Which doesn’t mean it’s impossible. So to continue my transition back to my real life as a strategy/security consultant that I started with The Day After, let’s look at this as a possible attack from a security perspective. Maybe they decided to do a small test now thinking nobody would notice, in preparation for a major attack in time for Pennsylvania, North Carolina, Puerto Rico, or Denver.

What we’re seeing affected more than just the group (I was losing random email messages), and links I couldn’t follow took me elsewhere on the site, so it doesn’t match a DNS attack or URL hijacking. Also, while I got logged out a few times, I could log back in, so it wasn’t malicious reporting. And at first blush, unless they have a configuration setting that says “be flaky for users of this group”, it’s hard for me to see how a rogue employee or contractor could have accomplish it.

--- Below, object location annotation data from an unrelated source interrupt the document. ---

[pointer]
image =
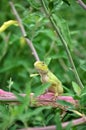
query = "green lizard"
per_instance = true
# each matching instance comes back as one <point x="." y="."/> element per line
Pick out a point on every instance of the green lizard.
<point x="48" y="77"/>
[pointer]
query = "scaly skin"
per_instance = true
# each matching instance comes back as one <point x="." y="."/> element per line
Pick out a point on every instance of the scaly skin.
<point x="48" y="77"/>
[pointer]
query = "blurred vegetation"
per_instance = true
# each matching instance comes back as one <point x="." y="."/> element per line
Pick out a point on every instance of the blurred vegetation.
<point x="16" y="59"/>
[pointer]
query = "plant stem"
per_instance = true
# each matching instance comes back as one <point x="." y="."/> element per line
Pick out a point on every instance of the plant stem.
<point x="64" y="44"/>
<point x="82" y="4"/>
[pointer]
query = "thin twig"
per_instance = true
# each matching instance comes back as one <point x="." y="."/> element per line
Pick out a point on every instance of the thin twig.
<point x="64" y="44"/>
<point x="82" y="4"/>
<point x="34" y="52"/>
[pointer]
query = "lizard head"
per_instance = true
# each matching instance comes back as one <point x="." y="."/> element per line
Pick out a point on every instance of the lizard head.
<point x="41" y="66"/>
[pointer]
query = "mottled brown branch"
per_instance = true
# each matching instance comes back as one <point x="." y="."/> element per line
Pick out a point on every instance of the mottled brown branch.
<point x="73" y="122"/>
<point x="82" y="4"/>
<point x="34" y="52"/>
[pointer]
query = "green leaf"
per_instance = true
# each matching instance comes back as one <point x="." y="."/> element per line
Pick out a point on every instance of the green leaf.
<point x="41" y="89"/>
<point x="76" y="88"/>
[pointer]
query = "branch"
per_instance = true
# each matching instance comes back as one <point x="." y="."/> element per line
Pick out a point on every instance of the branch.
<point x="82" y="4"/>
<point x="46" y="99"/>
<point x="23" y="31"/>
<point x="42" y="100"/>
<point x="73" y="122"/>
<point x="64" y="44"/>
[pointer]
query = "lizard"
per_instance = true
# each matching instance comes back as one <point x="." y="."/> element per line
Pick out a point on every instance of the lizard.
<point x="48" y="77"/>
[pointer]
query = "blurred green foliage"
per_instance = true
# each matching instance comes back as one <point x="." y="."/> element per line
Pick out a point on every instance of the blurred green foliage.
<point x="16" y="59"/>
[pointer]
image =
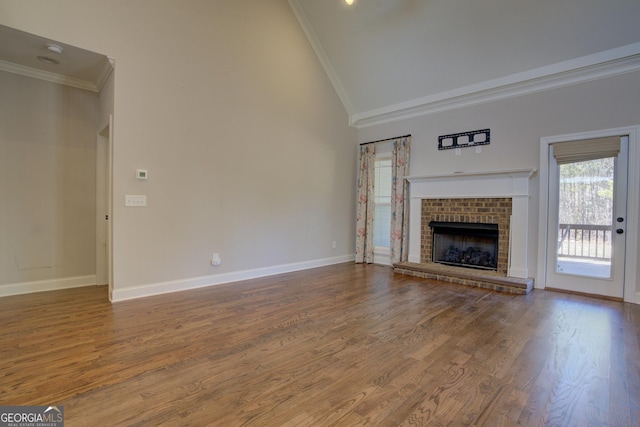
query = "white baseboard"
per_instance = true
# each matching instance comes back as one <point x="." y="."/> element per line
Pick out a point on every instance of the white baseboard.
<point x="218" y="279"/>
<point x="47" y="285"/>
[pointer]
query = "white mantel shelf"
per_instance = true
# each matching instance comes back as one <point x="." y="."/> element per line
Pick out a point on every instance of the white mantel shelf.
<point x="528" y="173"/>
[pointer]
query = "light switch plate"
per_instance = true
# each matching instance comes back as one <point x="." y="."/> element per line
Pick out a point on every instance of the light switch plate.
<point x="135" y="200"/>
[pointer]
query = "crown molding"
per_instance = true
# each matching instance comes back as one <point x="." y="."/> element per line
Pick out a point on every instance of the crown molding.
<point x="321" y="54"/>
<point x="625" y="59"/>
<point x="58" y="78"/>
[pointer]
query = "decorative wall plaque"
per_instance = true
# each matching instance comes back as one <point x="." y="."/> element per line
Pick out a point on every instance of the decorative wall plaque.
<point x="464" y="139"/>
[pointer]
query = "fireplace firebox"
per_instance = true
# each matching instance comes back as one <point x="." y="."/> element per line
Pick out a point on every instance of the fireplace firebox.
<point x="465" y="244"/>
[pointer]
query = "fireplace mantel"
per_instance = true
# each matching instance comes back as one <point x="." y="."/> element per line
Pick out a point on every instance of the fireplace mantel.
<point x="478" y="184"/>
<point x="514" y="173"/>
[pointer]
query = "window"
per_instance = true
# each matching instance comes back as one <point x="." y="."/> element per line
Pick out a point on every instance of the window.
<point x="382" y="200"/>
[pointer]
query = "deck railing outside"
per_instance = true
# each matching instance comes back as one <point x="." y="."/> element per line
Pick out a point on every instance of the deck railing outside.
<point x="584" y="241"/>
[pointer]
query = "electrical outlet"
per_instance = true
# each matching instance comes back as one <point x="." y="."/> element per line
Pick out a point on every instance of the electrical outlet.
<point x="215" y="259"/>
<point x="135" y="201"/>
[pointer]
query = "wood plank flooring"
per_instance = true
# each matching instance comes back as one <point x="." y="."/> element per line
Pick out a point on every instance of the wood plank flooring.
<point x="345" y="345"/>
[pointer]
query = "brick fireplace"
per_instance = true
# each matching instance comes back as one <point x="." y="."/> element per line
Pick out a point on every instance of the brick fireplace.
<point x="470" y="210"/>
<point x="496" y="197"/>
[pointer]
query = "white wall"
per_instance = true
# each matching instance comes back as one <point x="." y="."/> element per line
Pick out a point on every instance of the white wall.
<point x="517" y="124"/>
<point x="246" y="143"/>
<point x="47" y="184"/>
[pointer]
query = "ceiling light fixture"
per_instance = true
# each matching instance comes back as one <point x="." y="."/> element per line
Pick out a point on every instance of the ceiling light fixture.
<point x="48" y="60"/>
<point x="55" y="48"/>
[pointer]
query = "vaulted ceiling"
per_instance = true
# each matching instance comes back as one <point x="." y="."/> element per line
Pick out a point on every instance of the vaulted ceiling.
<point x="31" y="55"/>
<point x="385" y="56"/>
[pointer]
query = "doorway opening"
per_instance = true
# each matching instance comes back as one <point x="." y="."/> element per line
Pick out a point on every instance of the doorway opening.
<point x="588" y="213"/>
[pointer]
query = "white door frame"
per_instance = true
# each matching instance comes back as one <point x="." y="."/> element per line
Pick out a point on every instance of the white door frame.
<point x="104" y="197"/>
<point x="631" y="294"/>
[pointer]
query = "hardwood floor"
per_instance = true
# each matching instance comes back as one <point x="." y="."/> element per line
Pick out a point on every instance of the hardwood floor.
<point x="345" y="345"/>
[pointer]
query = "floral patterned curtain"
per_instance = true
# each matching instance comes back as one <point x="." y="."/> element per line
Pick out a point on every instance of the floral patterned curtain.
<point x="365" y="205"/>
<point x="399" y="247"/>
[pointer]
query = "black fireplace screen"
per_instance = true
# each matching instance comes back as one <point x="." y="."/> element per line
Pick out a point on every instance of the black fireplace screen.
<point x="465" y="244"/>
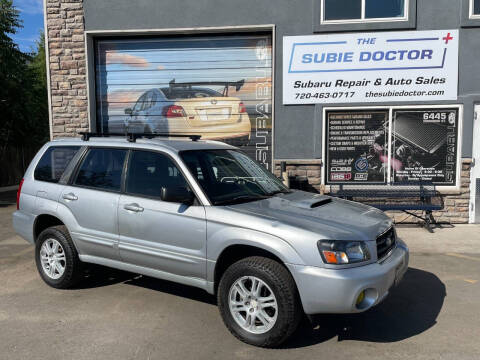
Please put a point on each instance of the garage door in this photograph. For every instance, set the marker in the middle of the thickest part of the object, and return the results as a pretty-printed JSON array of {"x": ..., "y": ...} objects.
[{"x": 216, "y": 86}]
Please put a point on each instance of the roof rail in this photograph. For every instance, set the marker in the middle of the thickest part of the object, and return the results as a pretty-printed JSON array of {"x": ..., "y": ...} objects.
[{"x": 132, "y": 137}]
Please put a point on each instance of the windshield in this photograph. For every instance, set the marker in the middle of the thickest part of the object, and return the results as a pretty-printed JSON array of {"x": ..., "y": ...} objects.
[{"x": 230, "y": 176}]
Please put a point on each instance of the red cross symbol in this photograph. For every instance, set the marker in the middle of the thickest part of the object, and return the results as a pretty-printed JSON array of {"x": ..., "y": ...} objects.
[{"x": 447, "y": 38}]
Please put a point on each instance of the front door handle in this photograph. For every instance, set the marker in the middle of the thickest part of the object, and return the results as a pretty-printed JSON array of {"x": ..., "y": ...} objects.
[
  {"x": 70, "y": 196},
  {"x": 133, "y": 207}
]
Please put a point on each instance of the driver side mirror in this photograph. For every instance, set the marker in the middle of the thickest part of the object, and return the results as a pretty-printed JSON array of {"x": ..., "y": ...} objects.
[{"x": 177, "y": 195}]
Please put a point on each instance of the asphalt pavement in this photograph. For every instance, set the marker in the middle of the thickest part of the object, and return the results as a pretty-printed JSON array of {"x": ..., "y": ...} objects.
[{"x": 433, "y": 314}]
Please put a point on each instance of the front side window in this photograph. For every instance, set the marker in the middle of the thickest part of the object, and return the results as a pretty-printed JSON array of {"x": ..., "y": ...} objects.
[
  {"x": 53, "y": 163},
  {"x": 230, "y": 176},
  {"x": 475, "y": 8},
  {"x": 363, "y": 10},
  {"x": 149, "y": 171},
  {"x": 102, "y": 169}
]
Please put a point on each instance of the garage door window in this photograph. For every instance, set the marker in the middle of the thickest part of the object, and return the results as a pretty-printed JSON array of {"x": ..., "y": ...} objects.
[
  {"x": 363, "y": 10},
  {"x": 218, "y": 87}
]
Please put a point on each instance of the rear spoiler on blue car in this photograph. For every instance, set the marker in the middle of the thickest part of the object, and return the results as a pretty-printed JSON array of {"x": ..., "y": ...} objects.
[{"x": 188, "y": 85}]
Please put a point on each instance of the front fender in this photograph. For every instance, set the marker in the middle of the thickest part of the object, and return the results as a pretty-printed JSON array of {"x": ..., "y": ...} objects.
[{"x": 221, "y": 237}]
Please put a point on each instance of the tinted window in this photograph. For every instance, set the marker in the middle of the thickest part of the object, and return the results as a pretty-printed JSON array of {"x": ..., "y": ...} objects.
[
  {"x": 54, "y": 162},
  {"x": 149, "y": 171},
  {"x": 138, "y": 106},
  {"x": 384, "y": 8},
  {"x": 229, "y": 176},
  {"x": 102, "y": 168},
  {"x": 189, "y": 93},
  {"x": 343, "y": 9}
]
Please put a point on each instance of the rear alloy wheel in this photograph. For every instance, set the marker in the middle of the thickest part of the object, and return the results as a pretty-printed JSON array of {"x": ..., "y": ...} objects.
[
  {"x": 57, "y": 259},
  {"x": 258, "y": 301}
]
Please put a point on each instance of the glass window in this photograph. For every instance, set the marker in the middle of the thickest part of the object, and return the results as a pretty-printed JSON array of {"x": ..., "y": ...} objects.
[
  {"x": 102, "y": 168},
  {"x": 139, "y": 104},
  {"x": 476, "y": 7},
  {"x": 363, "y": 9},
  {"x": 375, "y": 9},
  {"x": 343, "y": 9},
  {"x": 54, "y": 162},
  {"x": 149, "y": 171},
  {"x": 229, "y": 176}
]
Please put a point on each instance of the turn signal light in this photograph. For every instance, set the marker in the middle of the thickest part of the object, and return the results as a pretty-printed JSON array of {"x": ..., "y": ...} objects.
[{"x": 242, "y": 108}]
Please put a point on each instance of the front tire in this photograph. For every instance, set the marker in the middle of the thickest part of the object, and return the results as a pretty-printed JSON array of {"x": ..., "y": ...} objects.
[
  {"x": 258, "y": 301},
  {"x": 57, "y": 259}
]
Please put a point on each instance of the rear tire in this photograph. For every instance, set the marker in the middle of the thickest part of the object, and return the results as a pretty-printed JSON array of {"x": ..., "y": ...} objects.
[
  {"x": 57, "y": 259},
  {"x": 278, "y": 317}
]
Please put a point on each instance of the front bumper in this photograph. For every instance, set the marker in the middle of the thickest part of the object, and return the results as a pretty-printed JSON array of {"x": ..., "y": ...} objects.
[{"x": 336, "y": 290}]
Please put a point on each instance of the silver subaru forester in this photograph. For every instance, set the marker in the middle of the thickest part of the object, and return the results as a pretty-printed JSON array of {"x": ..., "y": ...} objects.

It could however be a “Denial of Service” attack where the attackers generate so much load on the group, or Facebook as a whole, that it starts to suffer intermittent failures under load — exactly what’s happening to us.

There are a couple of obvious ways that an attacker could accomplish this. One is to unleash the spambots that are already on Facebook. We’ve all seen the auto-generated spam for a site that will actually “pay users to post spam” — and if you’re not on Facebook, you’ve probably seen them or similar ones on MySpace and elsewhere. One of them hit the One Million Strong for Barack group on March 3 or 4, bringing up a lot of old threads before getting blocked. And these are just the ones that get through the automated spam filters.

So if an attacker suddenly cranked a whole bunch of them up … that could cause a lot of load on Facebook, as the automated filters have to process jillions of messages. Yeah, that’d probably work. [Once or twice, anyhow; once Facebook realizes this possible attack, it’s probably pretty simple to introduce some tweaks for this case.]

Another more straightforward possibility is to do some kind of distributed denial of service attack, (DDoS) pointing a whole bunch of machines in a botnet at Facebook. One of those aforementioned high-school kids confessed to doing something this to Yahoo! and a bunch of other high-profile sites a few years ago; botnets have gotten a lot bigger since then, and a DDoS attack took out the entire country of Estonia recently. Not sure how expensive this would be, but once again, it could work.

Hmm. Now that I’ve gone through all this, I find myself wondering about Facebook’s and my.barackobama.com’s and other social networks’ ability to deal with these kinds of threats moving forward. The Obama campaign makes great use of these; it also leaves them potentially vulnerable to an attack at a key time (a political battle on the floor in Denver, the week before the election). There are people out there who have gone to jail for playing this kind of dirty trick for political gain; and there are people and organizations in the US and abroad who would benefit greatly from disrupting the US political process.

So it seems like, no matter what did or didn’t happen in this case, this is a good thing to think about in the next few months.

Not right now, though, at least for me. When something like this happens, I take it as a sign not just to spend less time on Facebook for a while, but to spend less time online.

So as soon as I cross-post this, I’m going for a walk.

I suggest everybody else do the same.